Question: Make the vector 3 5 7 9 11 13 15 17 with a for loop. Start
with x=numeric() and fill this vector with the for loop
I know I have to create x=numeric() so I can fill it with the result obtained from the loop.
The answer from a classmate was:
> x <- numeric()
> for(i in 1:8){
if(i==1){ ## Why ==1 and not 0, or any other value
x[i] <- 3
}else{
x[i] <- x[i-1]+2 ### And why i-1
}
I'm having similar problems in questions like:
Make a for loop that adds the second element of a vector to the first,
subtracts the third element from the result, adds the fourth again and
so on for the entire length of the vector
So far, I created the vector and the empty vector
> y = c(5, 10, 15, 20, 25, 30)
> answer <- 0
And then, when I try to do the for loop, I get stuck here:
for(i in 1:length(y)){
if(i...){ ### ==1? ==0?
answer = y[i] ###and here I really don't know how to continue.
}else if()
}
Believe me when I tell you I've read several replies to questions here, like in How to make a vector using a for loop, plus pages and pages about for loop, but cannot really figure how to solve these (and other) problems.
I repeat, I'm very new, so I'm struggling trying to understand it. Any help would be much appreciated.
First, I will annotate the loop to answer what the loop is doing.
# Initialize the vector
x <- numeric()
for(i in 1:8){
# Initialize the first element of the vector, x[1]. Remember, R indexes start at 1, not 0.
if(i==1){
x[i] <- 3
} else {
# Define each additional element in terms of the previous one (x[i - 1]
# is the element of x before the current one.
x[i] <- x[i-1]+2 ### And why i-1
}
}
A better solution that uses a loop and grows it (like the instructions state) is something like this:
x <- numeric()
for(i in 1:8){
x[i] <- 2 * i + 1
}
This is still not a good way to do things because growing a vector inside a loop is very slow. To fix this, you can preallocate the vector by telling numeric the length of the vector you want:
x <- numeric(8)
The best way to solve this would be:
2 * 1:8 + 1
using vectorized operations.
To help you solve your other problem, I suggest writing out each step of the loop as a table. For example, for my solution, the table would be
i | x[i]
------------------
1 | 2 * 1 + 1 = 3
2 | 2 * 2 + 1 = 5
and so on. This will give you an idea of what the for loop is doing at each iteration.

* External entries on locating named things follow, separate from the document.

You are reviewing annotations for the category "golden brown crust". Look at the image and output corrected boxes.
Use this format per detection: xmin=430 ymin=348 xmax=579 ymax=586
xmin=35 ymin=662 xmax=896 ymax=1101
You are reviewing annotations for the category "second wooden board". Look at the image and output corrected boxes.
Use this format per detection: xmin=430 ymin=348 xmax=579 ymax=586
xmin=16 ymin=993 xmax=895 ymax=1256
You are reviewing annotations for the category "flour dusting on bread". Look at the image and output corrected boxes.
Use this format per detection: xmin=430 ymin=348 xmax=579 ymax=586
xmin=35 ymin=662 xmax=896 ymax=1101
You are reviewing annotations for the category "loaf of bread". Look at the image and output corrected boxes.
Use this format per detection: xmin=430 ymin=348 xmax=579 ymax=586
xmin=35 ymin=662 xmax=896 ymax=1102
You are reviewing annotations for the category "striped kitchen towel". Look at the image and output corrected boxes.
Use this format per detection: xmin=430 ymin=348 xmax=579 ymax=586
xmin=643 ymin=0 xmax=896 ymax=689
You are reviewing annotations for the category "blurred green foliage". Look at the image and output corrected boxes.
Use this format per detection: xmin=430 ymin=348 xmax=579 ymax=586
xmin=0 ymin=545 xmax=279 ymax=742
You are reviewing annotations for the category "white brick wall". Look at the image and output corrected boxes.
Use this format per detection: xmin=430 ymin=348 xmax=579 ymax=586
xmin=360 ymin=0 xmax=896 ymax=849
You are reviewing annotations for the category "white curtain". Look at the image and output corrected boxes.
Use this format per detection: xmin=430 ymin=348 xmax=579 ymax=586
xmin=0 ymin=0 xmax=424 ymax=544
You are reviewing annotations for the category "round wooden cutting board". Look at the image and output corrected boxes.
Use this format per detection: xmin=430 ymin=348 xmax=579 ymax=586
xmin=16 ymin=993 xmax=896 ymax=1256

This is intentionally not an answer because there are better ways to solve the alternating sign summation problem than a for-loop. I suppose there could be value in getting comfortable with for-loops but the vectorized approaches in R should be learned as well. R has "argument recycling" for many of its operations, including the "*" (multiplication) operation: Look at:
(1:10)*c(1,-1)
Then take an arbitrary vector, say vec and try:
sum( vec*c(1,-1) )
The more correct answer after looking at that result would be:
vvec[1] + sum( vec[-1]*c(1,-1) )
Which has the educational advantage of illustrating R's negative indexing. Look up "argument recycling" in your documentation. The shorter objects are automagically duplicatied/triplicated/however-many-needed-cated to exactly match the length of the longest vector in the mathematical or logical expression.